An MGA also became the first car I ever bought, in 1972, a ’57 that had suffered an unscheduled engine fire with its previous owner, allowing us to acquire it for $50. (“Us” being a consortium of four ninth graders who each tossed in $12.50, which in my case constituted my entire net worth, much of it in coins.)
Marketplace
Buy and sell classics with confidence
Arranging to have the charred but not inoperable patient delivered to an empty wooden garage unused by a neighbor, we then spent months cleaning and readying the car so it might run again. Dan Marx, Bob Klapisch, and I worked under the surprisingly able direction of our sensei and uncontested project manager, 15-year-old Peter Voorhees.
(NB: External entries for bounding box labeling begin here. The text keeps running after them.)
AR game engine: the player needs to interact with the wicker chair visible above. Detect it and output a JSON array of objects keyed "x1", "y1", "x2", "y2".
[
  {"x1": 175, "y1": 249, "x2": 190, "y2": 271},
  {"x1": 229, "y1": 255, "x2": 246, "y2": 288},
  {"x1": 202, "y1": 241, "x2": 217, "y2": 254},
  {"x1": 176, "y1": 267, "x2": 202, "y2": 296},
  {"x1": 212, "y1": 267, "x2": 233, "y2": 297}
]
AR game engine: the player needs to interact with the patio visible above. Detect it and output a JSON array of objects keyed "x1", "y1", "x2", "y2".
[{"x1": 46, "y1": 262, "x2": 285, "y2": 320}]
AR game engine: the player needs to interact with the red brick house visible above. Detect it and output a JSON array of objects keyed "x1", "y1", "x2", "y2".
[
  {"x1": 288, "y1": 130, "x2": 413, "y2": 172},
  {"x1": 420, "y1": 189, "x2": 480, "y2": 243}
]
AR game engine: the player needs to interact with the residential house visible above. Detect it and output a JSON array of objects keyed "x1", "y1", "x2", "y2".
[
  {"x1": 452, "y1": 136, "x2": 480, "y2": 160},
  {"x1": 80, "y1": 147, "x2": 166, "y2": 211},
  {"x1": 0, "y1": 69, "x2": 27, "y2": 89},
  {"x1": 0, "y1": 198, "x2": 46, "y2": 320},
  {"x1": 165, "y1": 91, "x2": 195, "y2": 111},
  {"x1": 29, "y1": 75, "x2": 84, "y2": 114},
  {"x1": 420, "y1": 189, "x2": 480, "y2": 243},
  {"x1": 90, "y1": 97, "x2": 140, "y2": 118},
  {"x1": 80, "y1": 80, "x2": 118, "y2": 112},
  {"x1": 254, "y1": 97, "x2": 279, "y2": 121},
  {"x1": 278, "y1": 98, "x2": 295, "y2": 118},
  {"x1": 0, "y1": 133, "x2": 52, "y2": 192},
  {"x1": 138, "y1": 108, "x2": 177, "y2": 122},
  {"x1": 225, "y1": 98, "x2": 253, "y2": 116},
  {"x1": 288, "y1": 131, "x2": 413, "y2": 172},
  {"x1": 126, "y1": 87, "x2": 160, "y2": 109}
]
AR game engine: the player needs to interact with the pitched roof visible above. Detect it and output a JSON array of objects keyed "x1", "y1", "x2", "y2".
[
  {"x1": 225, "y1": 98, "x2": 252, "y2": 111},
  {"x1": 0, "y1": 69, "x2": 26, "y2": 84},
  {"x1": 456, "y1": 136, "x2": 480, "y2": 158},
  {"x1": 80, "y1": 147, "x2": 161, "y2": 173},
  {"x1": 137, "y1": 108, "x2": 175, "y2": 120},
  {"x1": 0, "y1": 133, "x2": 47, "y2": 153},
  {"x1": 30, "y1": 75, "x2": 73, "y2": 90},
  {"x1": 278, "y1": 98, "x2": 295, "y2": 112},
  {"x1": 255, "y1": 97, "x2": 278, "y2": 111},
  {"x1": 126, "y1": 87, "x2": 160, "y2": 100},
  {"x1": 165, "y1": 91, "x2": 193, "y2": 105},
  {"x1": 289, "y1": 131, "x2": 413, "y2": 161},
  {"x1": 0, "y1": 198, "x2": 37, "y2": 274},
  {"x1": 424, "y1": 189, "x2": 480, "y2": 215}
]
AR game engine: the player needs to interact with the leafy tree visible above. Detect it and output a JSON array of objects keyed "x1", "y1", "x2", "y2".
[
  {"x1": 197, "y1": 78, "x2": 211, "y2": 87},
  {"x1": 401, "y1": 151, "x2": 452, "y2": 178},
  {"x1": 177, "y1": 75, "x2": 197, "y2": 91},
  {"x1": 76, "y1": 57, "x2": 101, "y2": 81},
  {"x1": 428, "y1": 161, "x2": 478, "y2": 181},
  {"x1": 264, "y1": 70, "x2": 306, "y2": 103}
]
He had the good fortune to have an engineer father who well understood the workings of the internal combustion engine and passed them on, while the rest of us arrived deeply in the dark, with fathers and mothers who knew not from combustion, much less the mysteries of generators, voltage regulators, starter solenoids, brakes, kingpins and so on. Hence, Peter did most of the thinking and delicate work, while the rest of us did the degreasing and parts hunting, finding a convenient old MG parts supplier in the then relatively new Moss Motors of Goleta, California, still in business today selling replacement parts for little British cars that some still make fun of. Not me.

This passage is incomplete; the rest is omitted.